Adultry was always a morality law, it's just that most morality laws are derived from religion.
Morality laws, by their nature, require an iron fist to enforce. Because they have no rational consequences or proven tangential harms, we have to police the mind. Which is very difficult to do.
Thats not to say that immoral things should always be legal. Murder is immoral too.
But murder isn't just immoral, that's the difference. Its also a real thing that does real harm we can measure and see.
My point was that adultery is no longer legally enforced was not because of concerns about government overreach.
Whether it's morality or religion that changed people's mind about enforcement of Adultery is tangential
No, religion was just one of the ways it was enforced, and the harms were quite 'real':
> the adultery double-standard in many of these societies is that adultery law was primarily concerned with the secure parentage of children in a marriage and so cared quite a lot less about a married man having sex outside of marriage so long as it was not with another married or marriageable woman. Instead, adultery was the crime of illicit sex with a married woman, not a married person. Some societies also had laws against illicit sexual acts outside of marriage – in Roman law this was stuprum – which often carried lesser penalties.
because
> this question matters much more in a society where nearly all wealth comes in the form of scarce farmland that is inherited from one generation to another and overwhelmingly if not entirely owned by men – even in societies like Rome where women could hold and pass down property, most of the landed wealth passed down the male line. Social status in these societies is essentially predicated on land ownership, without that farm the social position of even the peasant functionally collapses and given the extremely low social mobility in these societies, it collapses with little if any chance to ever regain it. Consequently, as you might imagine, the men who dominate these patriarchal societies are extremely anxious that their holdings – their position in society, however meager, which grants them a more-or-less stable living – pass to their actual, biological descendants.

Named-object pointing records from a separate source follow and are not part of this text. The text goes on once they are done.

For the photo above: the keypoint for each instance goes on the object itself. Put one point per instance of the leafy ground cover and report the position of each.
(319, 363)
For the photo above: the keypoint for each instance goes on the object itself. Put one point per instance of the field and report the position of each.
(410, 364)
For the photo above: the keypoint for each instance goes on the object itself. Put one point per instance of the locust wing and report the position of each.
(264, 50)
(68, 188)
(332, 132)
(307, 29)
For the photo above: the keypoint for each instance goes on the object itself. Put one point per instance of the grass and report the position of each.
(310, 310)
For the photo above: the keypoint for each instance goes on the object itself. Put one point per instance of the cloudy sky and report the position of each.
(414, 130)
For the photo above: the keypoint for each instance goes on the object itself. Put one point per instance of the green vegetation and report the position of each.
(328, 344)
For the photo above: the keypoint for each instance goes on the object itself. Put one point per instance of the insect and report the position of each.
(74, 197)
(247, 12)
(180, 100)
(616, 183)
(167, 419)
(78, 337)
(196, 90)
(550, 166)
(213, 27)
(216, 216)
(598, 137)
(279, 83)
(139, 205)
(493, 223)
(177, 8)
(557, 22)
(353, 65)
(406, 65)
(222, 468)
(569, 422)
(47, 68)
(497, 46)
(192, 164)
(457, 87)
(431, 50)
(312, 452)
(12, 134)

Monogamy, as a concept, is socially constructed. The consequences are by their nature, abstract and "fake". Meaning, not physical.
Cheating doesn't physically harm anyone because it can't.
The only reason those consequences existed is because they were bandaids. The source of problems was more socially constructed stuff - marriage and monogamy.
In order to have property disputes about monogamy you first need to invent monogamy.
Morality laws, by their nature, require an iron fist to enforce. Because they have no rational consequences or proven tangential harms, we have to police the mind. Which is very difficult to do.
Thats not to say that immoral things should always be legal. Murder is immoral too.
But murder isn't just immoral, that's the difference. Its also a real thing that does real harm we can measure and see.